Thanks, you mean like this? export CUDA_VISIBLE_DEVICES=0,1; bash bash/kitti/train_kbnet_kitti.sh
I tried this but it didn't work...
I separated the function of computing_loss as a Module and Dataparallel it. When I train with the same settings, the GPU memories are like this: It seems to be slightly alleviated...But not very promising.
I did some digging. I think this is the nature of PyTorch where it replicates anything that is on data parallel across GPUs. But the first GPU is still the ``master'' so it needs to hold optimizer, parameters, any operation that is not parallelized.
Thanks, you mean like this?
export CUDA_VISIBLE_DEVICES=0,1; bash bash/kitti/train_kbnet_kitti.sh
I tried this but it didn't work...
As for the above, I think you'll need to replace the export statement in the bash file https://github.com/alexklwong/calibrated-backprojection-network/blob/master/bash/kitti/train_kbnet_kitti.sh#L3
I did some digging. I think this is the nature of PyTorch where it replicates anything that is on data parallel across GPUs. But the first GPU is still the ``master'' so it needs to hold optimizer, parameters, any operation that is not parallelized.
Thanks for your reply. I also found that Dataparallel would cause very low training efficiency due to the cross-GPU interactions. Thus I use 2 GPUs to keep the balance between efficiency and batch size. I can easily reproduce the results of your paper. Thanks again.
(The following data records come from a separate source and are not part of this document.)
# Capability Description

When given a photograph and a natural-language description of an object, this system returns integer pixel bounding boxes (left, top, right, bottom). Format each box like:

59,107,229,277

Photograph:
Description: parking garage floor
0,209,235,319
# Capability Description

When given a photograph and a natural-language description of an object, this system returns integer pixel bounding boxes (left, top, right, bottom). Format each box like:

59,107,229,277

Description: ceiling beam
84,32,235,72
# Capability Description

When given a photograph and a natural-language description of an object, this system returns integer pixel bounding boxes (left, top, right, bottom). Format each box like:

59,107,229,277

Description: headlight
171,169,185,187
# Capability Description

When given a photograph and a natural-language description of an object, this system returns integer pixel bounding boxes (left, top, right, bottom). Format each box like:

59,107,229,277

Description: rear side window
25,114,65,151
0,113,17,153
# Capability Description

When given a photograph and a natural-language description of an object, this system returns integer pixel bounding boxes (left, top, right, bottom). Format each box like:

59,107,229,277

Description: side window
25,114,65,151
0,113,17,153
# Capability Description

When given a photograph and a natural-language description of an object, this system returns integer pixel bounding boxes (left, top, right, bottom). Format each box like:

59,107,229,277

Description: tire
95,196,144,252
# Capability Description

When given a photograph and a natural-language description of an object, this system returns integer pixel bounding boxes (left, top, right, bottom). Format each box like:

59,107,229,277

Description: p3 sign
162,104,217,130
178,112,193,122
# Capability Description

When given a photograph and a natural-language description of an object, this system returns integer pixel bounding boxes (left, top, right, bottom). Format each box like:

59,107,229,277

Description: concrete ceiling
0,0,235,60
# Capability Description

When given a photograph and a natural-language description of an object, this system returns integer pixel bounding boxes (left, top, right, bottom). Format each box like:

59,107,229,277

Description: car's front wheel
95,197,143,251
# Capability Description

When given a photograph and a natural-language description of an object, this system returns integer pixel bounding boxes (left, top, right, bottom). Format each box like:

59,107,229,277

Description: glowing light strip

Great, thanks, closing this issue
Hi, Alex, Thanks for your nice work. I'm facing the problem of uneven GPU memories when training the model with multiple GPUs. It costs much more memory on GPU#0 than others. I think the main reason is that DataParallel can only compute losses on GPU#0. Would you give some advice to balance the GPU memory? Thanks in advance.